Love Poem: What It Wasn'T
Norey Bailey Avatar
Written by: Norey Bailey

What It Wasn'T

It wasn’t because You didn’t have a car
It wasn’t because you weren’t a star
It wasn’t because you wasn’t a king but you were a Lion in my heart
Food for thought It was ya smile Ya walk
It was that scent (u left) when you had already went 
But left ya presence behind
Wasn’t that you didn’t have but a dime and some nickels in not only the bank
It wasn’t even the fact that somedays ya breath stank
It wasn’t about the fact that at times I hated to love you
It wasn’t the night I found out you were able to lie
It wasn’t the time I noticed your wondering eyes
It was the fact that you could be honest
It was the reason you wanted things to be closest to perfect
Don’t got nothing to do with the text messages I went through
Couldn’t have been the times you didn’t do what I wanted you to do
However you did things I couldn’t ever do
Spoke ya mind, Touched my spine, You aint the one
Not Yet You need time to collect
Again it wasn’t ya hairline that made me say yes
Wasn’t even the wedding dress
That still hangs untainted in my closet
Ain’t the days that pass that I don’t hear ya voice
Some things I would change if I had a choice
You know what
It wasn’t even strawberries that disappear like the words I love you to places they should
never go to  
Damn it wasn’t even the sleepless nights 
When we was doing wrong knowing it wasn’t right
It is the fact that you taught me that I have a choice
It was the opinions made prominent by your voice
It’s not the fact that you had to find ya way without a shadow 
I can’t even say that 
I think I’d give anything to stand in the darkness talking more than a half a decade ago
Before we learned what bills were and diamond rings
Before I forgot that I am a dream come true
But not right now to you
It’s not that you go out with your boys and still play with toys
It’s the commitment that you omit to realize is YOUR recited “Joy”

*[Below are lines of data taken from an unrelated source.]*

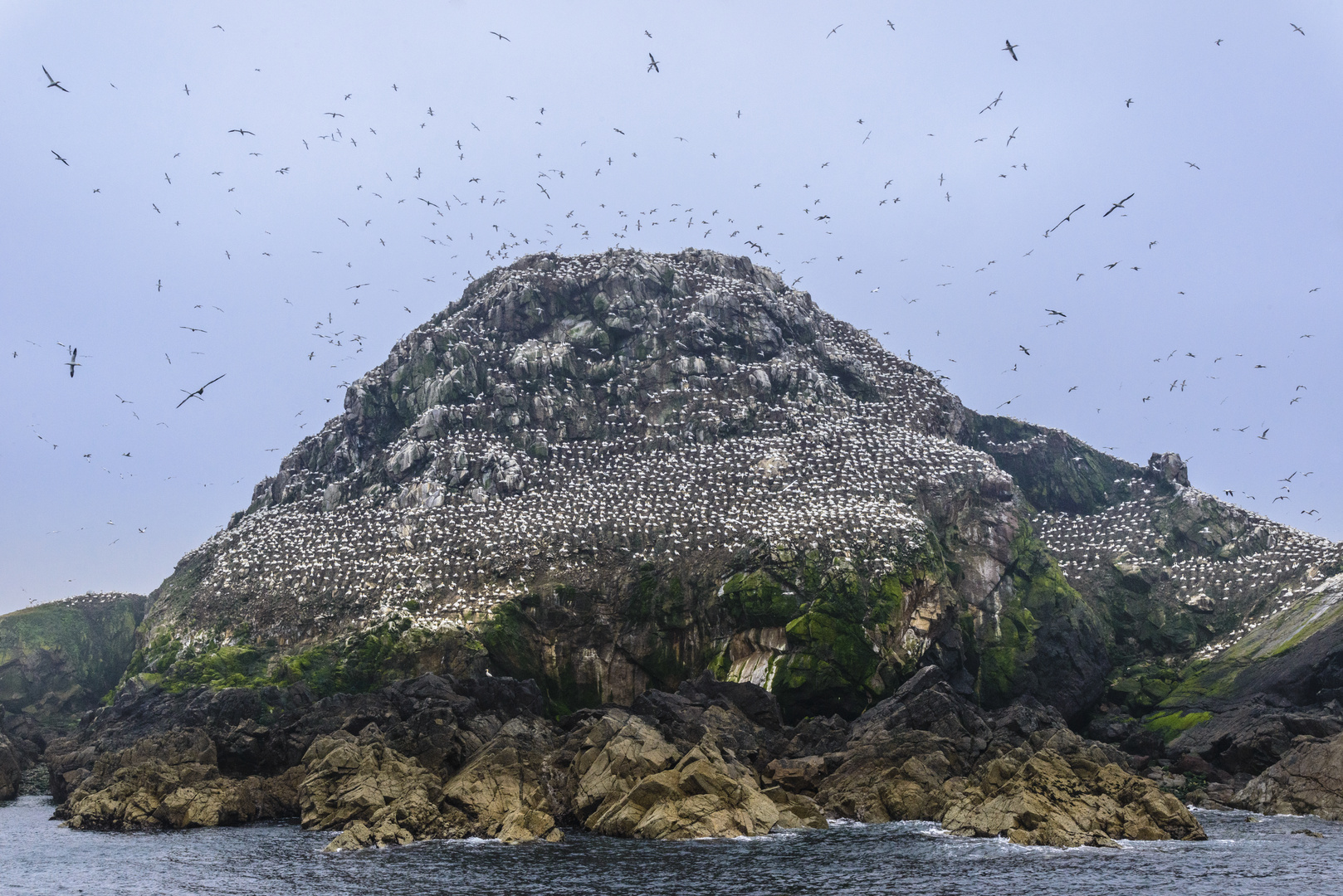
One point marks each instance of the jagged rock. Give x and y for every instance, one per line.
x=173, y=781
x=372, y=794
x=1043, y=798
x=502, y=790
x=1308, y=781
x=704, y=794
x=11, y=772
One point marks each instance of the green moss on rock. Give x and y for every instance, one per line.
x=62, y=657
x=1171, y=724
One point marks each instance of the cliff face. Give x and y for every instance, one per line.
x=61, y=659
x=613, y=472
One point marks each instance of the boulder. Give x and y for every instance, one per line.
x=372, y=794
x=706, y=794
x=1045, y=798
x=1308, y=781
x=10, y=768
x=501, y=790
x=173, y=781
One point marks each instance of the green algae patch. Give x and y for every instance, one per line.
x=1202, y=680
x=362, y=663
x=758, y=599
x=63, y=655
x=826, y=670
x=1173, y=724
x=1038, y=606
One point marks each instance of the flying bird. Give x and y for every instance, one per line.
x=200, y=392
x=54, y=82
x=1119, y=204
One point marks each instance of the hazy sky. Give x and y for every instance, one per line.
x=795, y=127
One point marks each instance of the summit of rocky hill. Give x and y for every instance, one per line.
x=613, y=472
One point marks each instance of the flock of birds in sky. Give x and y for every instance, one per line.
x=499, y=245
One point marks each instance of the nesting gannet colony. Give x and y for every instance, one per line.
x=617, y=470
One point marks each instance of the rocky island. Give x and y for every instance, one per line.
x=650, y=546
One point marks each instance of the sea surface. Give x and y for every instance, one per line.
x=1240, y=856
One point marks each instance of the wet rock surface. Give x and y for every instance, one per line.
x=1308, y=781
x=422, y=759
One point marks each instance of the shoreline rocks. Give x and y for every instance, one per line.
x=1307, y=781
x=422, y=759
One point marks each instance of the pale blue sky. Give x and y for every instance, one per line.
x=1227, y=253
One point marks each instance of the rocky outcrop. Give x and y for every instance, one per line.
x=1308, y=781
x=173, y=781
x=1041, y=796
x=372, y=794
x=1019, y=774
x=632, y=782
x=437, y=758
x=11, y=770
x=56, y=660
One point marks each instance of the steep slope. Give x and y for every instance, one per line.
x=58, y=660
x=617, y=470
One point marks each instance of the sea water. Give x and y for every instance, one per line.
x=278, y=859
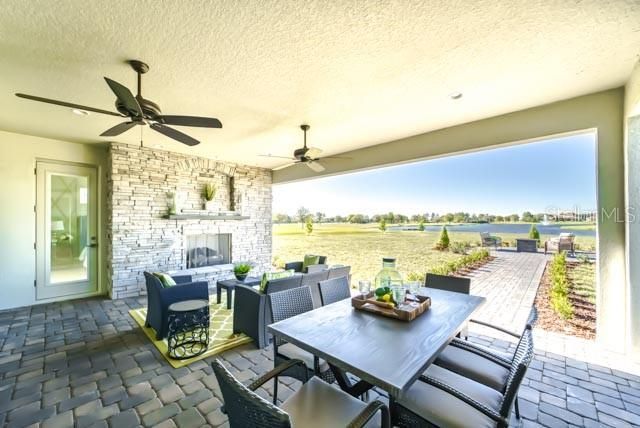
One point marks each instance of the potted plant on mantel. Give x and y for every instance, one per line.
x=241, y=270
x=208, y=193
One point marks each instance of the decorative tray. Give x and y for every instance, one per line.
x=413, y=306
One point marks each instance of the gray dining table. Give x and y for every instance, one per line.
x=383, y=352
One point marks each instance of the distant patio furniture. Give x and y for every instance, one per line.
x=314, y=404
x=287, y=304
x=484, y=365
x=450, y=283
x=311, y=280
x=443, y=398
x=489, y=240
x=299, y=266
x=160, y=298
x=563, y=242
x=188, y=331
x=526, y=245
x=335, y=289
x=229, y=284
x=251, y=310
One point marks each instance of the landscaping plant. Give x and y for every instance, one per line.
x=443, y=241
x=559, y=295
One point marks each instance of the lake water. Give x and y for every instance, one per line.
x=497, y=228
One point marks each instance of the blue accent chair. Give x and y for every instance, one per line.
x=159, y=299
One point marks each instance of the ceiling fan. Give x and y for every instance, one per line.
x=139, y=110
x=305, y=155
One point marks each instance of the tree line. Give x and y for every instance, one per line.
x=303, y=215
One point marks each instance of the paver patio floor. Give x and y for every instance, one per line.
x=86, y=363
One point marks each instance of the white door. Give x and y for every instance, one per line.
x=66, y=230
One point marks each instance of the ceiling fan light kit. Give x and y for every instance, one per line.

This lady ain’t as pretty as you think
I do some ugly things
I’m writing this like my “shiit” don’t stink
I don’t like pink
Can’t speak my mind out side of ink
Can’t stop over whelming you with every bit of me
Can’t stop letting you deposit in the pit of me
Can’t stop being ya checklist
Don’t want to not be there when you witness the birth of ya kid
No I didn’t fall for that “first kiss”
You was playing me too
And I’m a fool cause I let you
Yeah I was dumb to play stupid
I know more than you think I did
Wasn’t that the whole point of being a part of ya life?
My only question is why did you ask Me to be ya wife?